Mom smiled sadly. “There’s no getting it back.”
“There has to be a way.”
“Graylee, listen to me. Magic means nothing to me without you. I got you back. That’s all I ever wanted.”
Gray blinked back tears. “There’s something I forgot to tell you about our encounter with Adrian the other day. He said Charlene was extracted, but not purged, when I came into consciousness. Her soul is floating around France. I suppose she’ll want her body back.”
Mom sucked in a breath. Relief flooded her features. Her mom had no way of knowing her reaction tore through Gray’s replicated soul with a brutality that left her in shreds.
Mom’s expression changed, but it wasn’t because she’d sensed the bitter ache in Gray’s heart. “There’s one problem. Charlene can’t take over a healthy body.” Mom made for the stairs. “I have a contact.”
“As in The Contact?”
“No, a different contact. A soul seeker. She might be able to locate Charlene. Charlene’s a clever girl. For all we know, she’s already figured it out.”
For all they knew, she’d taken on the form of a dude. Maybe she was French now.
Well, France could have her. If Charlene hadn’t gone wacko over her lame-o boyfriend and accidently killed Gray with poisoned chocolates, Mom would still have her powers, Gray would have her real body—the one now rotting underground—and there’d be no duplicates. At this moment, Gray would be at McKinley High meeting her best friend Thea for lunch. It would be Gray, and not Lee, counting down the days till graduation.
But would she have kissed Raj if she hadn’t died?
Before the resurrection, she wouldn’t give him the time of day. It wasn’t until Raj revealed the compassionate and loyal side of himself—his true self—that Gray had started falling for the headstrong warlock.
Meeting Raj after school was a bad idea, but Gray needed someone to talk to. Worse, when she’d sent a text suggesting mochas at The Daily Grind, he’d instantly messaged back: “I’m there!”
Those two words sent Gray’s heart flapping inside her throat.
Dope
, she told herself.
Gray half-expected Lee to walk in beside Raj, but he entered the coffee shop alone.
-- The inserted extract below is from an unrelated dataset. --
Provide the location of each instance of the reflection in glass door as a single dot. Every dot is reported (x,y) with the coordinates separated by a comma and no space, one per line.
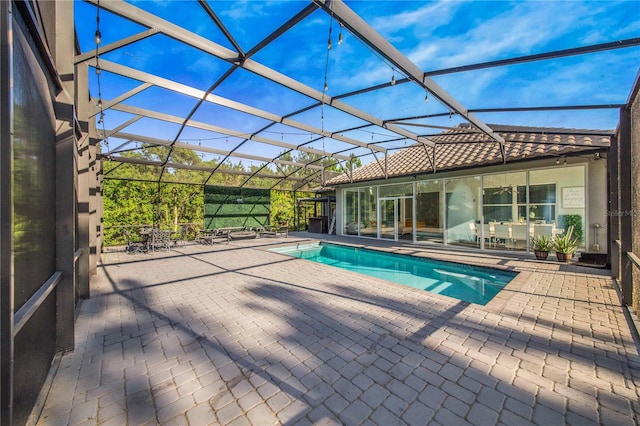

She watched him from the corner table—their table. Gray lifted her hand and waved then dropped it quickly, feeling like a dork. But Raj smiled instantly and lifted his left hand.
“Hey,” Raj said when she joined him at the order counter.
“Hi.”
“Have you ordered yet?”
“No, I was waiting for you.”
The barista pressed her slender, tattooed body against the counter and looked from Gray to Raj. She lifted a pierced brow.